For a lot of cancers a combination of treatments is usually needed. Let’s discuss local treatments first:
Surgery is used to remove many types of cancer. It’s mostly used when a cancer is small and located in one place, before it has spread. Sometimes surgery can be used to remove metastases (secondaries or cancer that has spread), but only when the metastases are in one area, or if removing them will improve a person’s condition.
Surgery is the best chance of curing a cancer when the cancer is small and before it has spread. So early diagnosis is really important. Some types of cancer surgery are:
- mastectomy – removal of a breast because of breast cancer
- prostatectomy – removal of the prostate gland because of prostate cancer.

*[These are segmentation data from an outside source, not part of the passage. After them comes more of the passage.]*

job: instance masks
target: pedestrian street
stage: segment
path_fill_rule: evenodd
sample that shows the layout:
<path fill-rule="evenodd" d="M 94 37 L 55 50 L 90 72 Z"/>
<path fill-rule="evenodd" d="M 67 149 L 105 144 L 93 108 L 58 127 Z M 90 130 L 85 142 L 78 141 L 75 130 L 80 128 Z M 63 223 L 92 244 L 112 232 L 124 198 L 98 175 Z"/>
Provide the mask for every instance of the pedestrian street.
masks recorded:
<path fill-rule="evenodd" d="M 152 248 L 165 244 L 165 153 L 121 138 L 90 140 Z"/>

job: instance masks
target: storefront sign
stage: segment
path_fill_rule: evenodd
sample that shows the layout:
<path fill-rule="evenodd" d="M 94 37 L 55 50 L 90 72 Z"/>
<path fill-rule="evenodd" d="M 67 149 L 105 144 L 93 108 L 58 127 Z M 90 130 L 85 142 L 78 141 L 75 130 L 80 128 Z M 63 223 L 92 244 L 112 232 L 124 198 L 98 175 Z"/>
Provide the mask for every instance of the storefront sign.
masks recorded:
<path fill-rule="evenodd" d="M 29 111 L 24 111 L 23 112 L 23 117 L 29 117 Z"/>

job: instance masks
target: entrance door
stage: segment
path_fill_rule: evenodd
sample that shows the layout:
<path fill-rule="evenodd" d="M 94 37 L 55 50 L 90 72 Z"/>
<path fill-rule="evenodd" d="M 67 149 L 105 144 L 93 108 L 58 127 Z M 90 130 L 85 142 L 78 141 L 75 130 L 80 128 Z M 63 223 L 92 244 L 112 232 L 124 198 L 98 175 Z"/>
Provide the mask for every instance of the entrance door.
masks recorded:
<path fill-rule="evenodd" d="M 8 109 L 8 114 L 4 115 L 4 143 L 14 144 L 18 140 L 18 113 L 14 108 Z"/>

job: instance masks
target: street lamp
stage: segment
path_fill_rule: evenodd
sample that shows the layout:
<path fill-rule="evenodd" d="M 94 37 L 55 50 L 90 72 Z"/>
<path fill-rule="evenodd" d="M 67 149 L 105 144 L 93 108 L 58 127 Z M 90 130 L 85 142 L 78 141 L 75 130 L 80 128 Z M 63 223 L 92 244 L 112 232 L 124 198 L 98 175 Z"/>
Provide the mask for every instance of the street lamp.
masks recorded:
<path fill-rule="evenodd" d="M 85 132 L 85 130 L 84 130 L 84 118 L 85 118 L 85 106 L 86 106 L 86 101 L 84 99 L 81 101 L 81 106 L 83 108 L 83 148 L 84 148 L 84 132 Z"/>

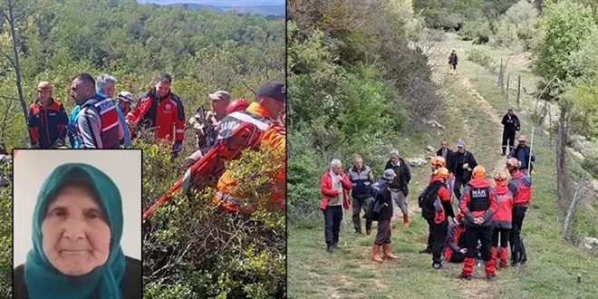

After surgery, the cancer that was removed is examined by a pathologist. The pathologist can tell how aggressive the cancer is and whether all of it was removed. This information is used to decide whether any other local or systemic treatment is needed. For example, the pathologist might see that a cancer is aggressive or goes to the edge of the area that was operated on. This means there is a high chance that the cancer will come back. If this is the case, for some cancers like breast cancer, more treatment is needed after surgery. Treatment after surgery is called adjuvant treatment. Adjuvant treatment mops up any remaining cancer cells that the surgeon could not see. Sometimes other treatment, usually chemotherapy, is needed before surgery to make a cancer smaller and easier to remove – this is called neo-adjuvant treatment.
Radiotherapy uses high-energy x-rays to kill cancer cells and shrink cancers. Radiation damages the genetic material in cancer so that the cancer cells die. Nearby normal cells can also be damaged by radiotherapy, but they usually recover. So radiotherapy has to be directed only at the cancer, so that normal cells are not damaged too much. To help normal cells recover, radiotherapy is given in small daily doses, called fractions, so that normal cells have time to recover. Radiotherapy can be given externally or internally to the area affected by a cancer.
Radiotherapy can cure some cancers. Other cancers may be cured with a combination of surgery followed by radiotherapy followed by chemotherapy. Yet other cancers are best treated with a combination of radiotherapy and chemotherapy given at the same time – called chemo-radiotherapy. Radiotherapy can also be used to treat pain caused by cancer without necessarily curing it. But some cancers are not sensitive to radiotherapy at all.
Radiotherapy like any treatment has side effects. These depend on the area that is getting radiotherapy. The general side effects are tiredness, sore skin and hair loss in the area getting radiotherapy. All these improve a few weeks after radiotherapy is finished.